Snooping like this is EXACTLY why we still have unencrypted ServerNameIndication, even to this day in ECH (which still leaves the outer SNI in the clear).


What does the outer SNI tell a hypothetical filtering/traffic shaping ISP that the IP address doesn't already?


lots of sites often just are connections to cloudflare/akami/fastly these days. Ie. one IP, millions of websites.

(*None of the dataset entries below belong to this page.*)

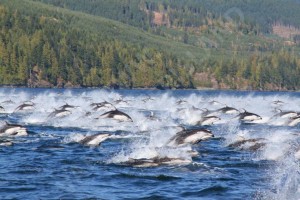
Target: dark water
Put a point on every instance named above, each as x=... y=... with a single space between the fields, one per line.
x=49 y=163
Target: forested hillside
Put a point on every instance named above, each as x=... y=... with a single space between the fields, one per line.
x=149 y=43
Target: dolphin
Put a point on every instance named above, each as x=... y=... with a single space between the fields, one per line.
x=249 y=144
x=94 y=140
x=2 y=109
x=6 y=143
x=59 y=113
x=248 y=116
x=117 y=115
x=294 y=121
x=67 y=107
x=25 y=106
x=209 y=120
x=13 y=130
x=156 y=161
x=102 y=105
x=285 y=114
x=192 y=136
x=228 y=110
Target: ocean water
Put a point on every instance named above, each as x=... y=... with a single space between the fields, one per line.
x=51 y=163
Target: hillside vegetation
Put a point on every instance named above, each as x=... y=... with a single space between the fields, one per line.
x=152 y=43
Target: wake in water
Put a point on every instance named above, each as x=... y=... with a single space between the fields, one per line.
x=164 y=129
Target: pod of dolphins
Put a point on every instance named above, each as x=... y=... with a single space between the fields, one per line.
x=198 y=132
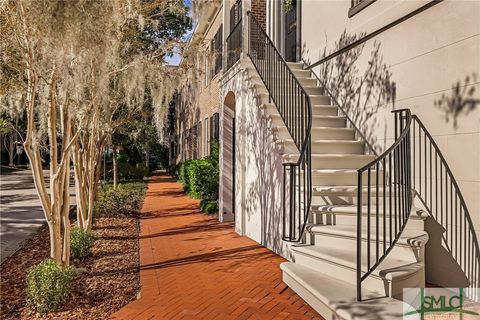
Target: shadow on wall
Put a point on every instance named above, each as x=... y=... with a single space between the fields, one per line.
x=461 y=101
x=361 y=93
x=264 y=194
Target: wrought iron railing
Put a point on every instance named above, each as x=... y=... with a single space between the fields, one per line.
x=294 y=106
x=438 y=191
x=234 y=44
x=343 y=110
x=387 y=177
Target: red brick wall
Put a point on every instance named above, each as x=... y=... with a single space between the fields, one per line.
x=259 y=10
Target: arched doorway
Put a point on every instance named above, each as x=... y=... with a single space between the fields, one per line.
x=228 y=155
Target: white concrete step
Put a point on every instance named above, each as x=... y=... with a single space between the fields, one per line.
x=296 y=65
x=300 y=73
x=336 y=299
x=347 y=214
x=335 y=161
x=314 y=90
x=410 y=247
x=319 y=99
x=389 y=278
x=328 y=146
x=343 y=195
x=307 y=81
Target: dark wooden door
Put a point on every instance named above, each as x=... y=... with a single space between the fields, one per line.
x=291 y=33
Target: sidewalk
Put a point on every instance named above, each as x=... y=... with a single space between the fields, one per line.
x=193 y=267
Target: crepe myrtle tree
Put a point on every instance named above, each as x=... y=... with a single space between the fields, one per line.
x=75 y=67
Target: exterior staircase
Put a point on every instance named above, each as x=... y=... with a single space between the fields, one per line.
x=323 y=267
x=357 y=237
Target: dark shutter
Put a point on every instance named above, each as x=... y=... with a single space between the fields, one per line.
x=235 y=14
x=217 y=50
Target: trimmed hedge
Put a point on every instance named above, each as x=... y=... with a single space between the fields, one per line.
x=200 y=179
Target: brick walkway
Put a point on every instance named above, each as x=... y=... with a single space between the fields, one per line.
x=193 y=267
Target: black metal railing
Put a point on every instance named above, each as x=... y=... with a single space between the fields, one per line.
x=234 y=45
x=387 y=181
x=294 y=106
x=438 y=191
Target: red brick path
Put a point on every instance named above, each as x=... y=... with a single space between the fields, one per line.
x=193 y=267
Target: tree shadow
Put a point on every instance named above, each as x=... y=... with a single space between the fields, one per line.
x=362 y=94
x=461 y=101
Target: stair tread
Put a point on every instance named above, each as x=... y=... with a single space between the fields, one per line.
x=340 y=296
x=337 y=155
x=343 y=189
x=409 y=237
x=388 y=269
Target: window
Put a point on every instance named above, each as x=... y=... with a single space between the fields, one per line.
x=359 y=5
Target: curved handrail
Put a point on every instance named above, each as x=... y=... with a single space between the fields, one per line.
x=399 y=205
x=294 y=106
x=430 y=198
x=234 y=44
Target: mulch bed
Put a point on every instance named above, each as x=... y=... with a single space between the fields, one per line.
x=111 y=279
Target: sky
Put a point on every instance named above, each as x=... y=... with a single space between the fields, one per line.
x=176 y=58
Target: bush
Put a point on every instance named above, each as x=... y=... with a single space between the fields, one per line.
x=48 y=285
x=126 y=199
x=81 y=242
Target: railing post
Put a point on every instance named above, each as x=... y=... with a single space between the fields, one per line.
x=359 y=237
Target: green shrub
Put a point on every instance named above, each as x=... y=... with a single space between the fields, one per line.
x=81 y=242
x=126 y=199
x=182 y=173
x=48 y=285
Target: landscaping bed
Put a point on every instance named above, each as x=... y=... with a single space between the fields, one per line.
x=110 y=277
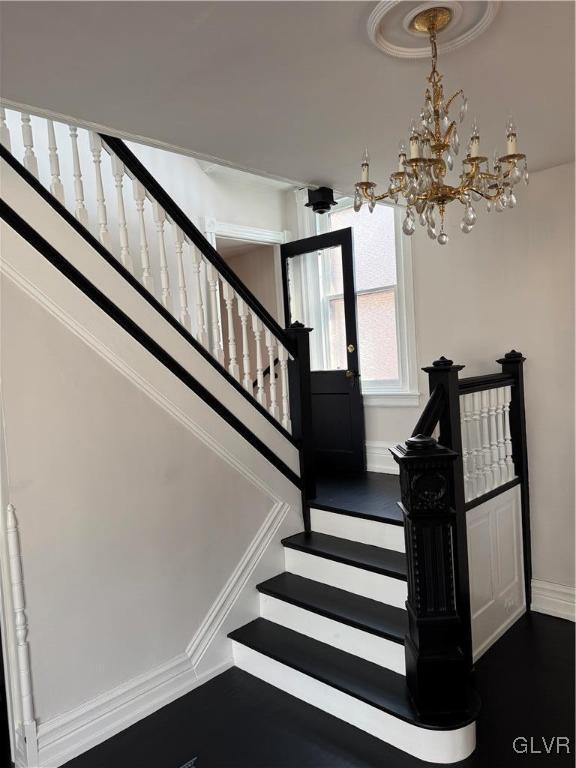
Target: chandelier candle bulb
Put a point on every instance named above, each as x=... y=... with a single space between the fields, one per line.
x=365 y=165
x=401 y=158
x=511 y=137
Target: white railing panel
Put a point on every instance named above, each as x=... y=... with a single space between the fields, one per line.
x=486 y=441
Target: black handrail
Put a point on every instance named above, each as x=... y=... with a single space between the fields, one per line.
x=487 y=381
x=192 y=232
x=430 y=416
x=266 y=372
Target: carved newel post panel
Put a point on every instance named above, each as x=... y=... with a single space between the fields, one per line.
x=436 y=665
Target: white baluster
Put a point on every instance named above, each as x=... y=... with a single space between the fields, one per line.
x=96 y=149
x=478 y=457
x=29 y=161
x=56 y=187
x=271 y=347
x=20 y=621
x=501 y=444
x=184 y=314
x=118 y=173
x=4 y=130
x=214 y=312
x=493 y=418
x=200 y=309
x=485 y=428
x=246 y=373
x=228 y=296
x=139 y=197
x=80 y=210
x=257 y=331
x=160 y=220
x=283 y=362
x=467 y=454
x=507 y=434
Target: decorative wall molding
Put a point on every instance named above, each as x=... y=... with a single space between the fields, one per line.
x=248 y=234
x=379 y=458
x=554 y=599
x=69 y=735
x=391 y=399
x=496 y=568
x=233 y=587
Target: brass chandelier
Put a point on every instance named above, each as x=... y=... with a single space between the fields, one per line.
x=434 y=140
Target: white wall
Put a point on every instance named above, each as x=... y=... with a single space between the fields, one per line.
x=141 y=513
x=510 y=284
x=224 y=194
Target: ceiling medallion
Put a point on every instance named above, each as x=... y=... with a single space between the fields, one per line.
x=391 y=26
x=421 y=175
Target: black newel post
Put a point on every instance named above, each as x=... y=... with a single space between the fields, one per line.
x=437 y=667
x=444 y=375
x=301 y=412
x=513 y=364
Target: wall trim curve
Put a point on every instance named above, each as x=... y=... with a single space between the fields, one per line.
x=554 y=599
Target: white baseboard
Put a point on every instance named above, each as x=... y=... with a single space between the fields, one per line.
x=379 y=458
x=554 y=599
x=69 y=735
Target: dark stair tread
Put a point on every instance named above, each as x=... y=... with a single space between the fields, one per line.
x=356 y=611
x=371 y=495
x=368 y=682
x=364 y=556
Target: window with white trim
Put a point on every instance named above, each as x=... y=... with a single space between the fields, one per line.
x=384 y=301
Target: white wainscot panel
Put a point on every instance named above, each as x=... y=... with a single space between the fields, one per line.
x=496 y=568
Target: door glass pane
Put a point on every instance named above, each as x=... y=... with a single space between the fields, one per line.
x=315 y=293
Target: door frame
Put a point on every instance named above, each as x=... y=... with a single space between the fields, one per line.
x=342 y=239
x=338 y=238
x=214 y=229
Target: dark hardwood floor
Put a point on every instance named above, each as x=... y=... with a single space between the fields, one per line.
x=373 y=495
x=526 y=682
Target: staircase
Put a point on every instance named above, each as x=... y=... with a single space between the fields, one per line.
x=331 y=632
x=370 y=619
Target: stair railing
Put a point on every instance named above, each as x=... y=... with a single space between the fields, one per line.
x=480 y=452
x=157 y=243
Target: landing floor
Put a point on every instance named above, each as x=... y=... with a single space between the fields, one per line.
x=236 y=721
x=368 y=494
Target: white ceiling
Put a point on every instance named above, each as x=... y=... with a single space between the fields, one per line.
x=290 y=89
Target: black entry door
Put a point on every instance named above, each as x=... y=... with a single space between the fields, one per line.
x=318 y=281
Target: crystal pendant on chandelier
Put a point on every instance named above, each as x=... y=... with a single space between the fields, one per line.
x=409 y=225
x=422 y=176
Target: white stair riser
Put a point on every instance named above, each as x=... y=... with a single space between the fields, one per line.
x=358 y=529
x=376 y=586
x=430 y=745
x=349 y=639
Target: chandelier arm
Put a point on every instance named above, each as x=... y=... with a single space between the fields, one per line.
x=449 y=131
x=370 y=196
x=451 y=99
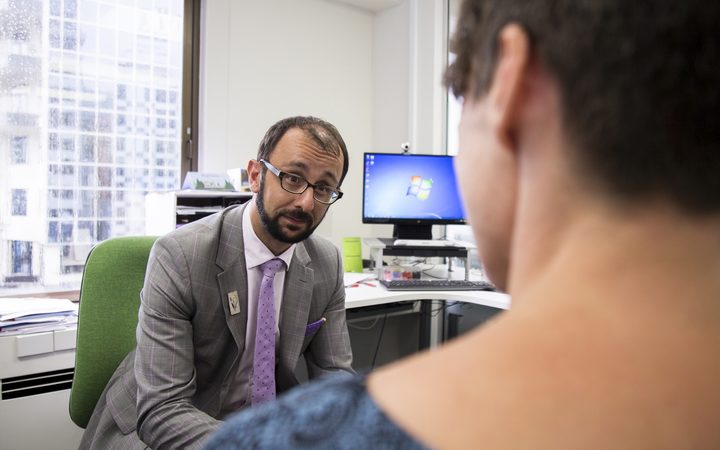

The ISP/feds need SNI to tell what you're up to.


Yes, but the outer SNI (with ECH) in that case would just say "Cloudflare", "Akamai" etc., if I understand it correctly.


ESNI to the rescue?


> ESNI to the rescue?

IIRC, it's now called ECH, because AFAIK the focus changed from "encrypt the SNI" to "encrypt the whole Client Hello".


Computer Scientists pick the best names for things


Uh, no, the focus changed to don't encrypt the outer SNI but pretend we're encrypting something that will prevent filtering, even though it won't.


Isn't the outer SNI something that can be deduced from the IP address anyway?


Can you elaborate? I have not kept up with the eSNI/ECH stuff... How will filtering still be possible?


Do you have more details on that ?


I got called a paranoid a couple of years ago, because I said that my provider slows down long downloads, since every download starts fast, but after a few megabytes they become slower and slower.


Are you using cable by any chance?

This is a pretty standard feature of DOCSIS, I believe. It allows bursting above the provisioned connection speed for a few seconds when there's capacity on the shared network segment.


That’s not paranoia, it’s bog standard traffic shaping that ISPs have been doing since the 90’s or even earlier.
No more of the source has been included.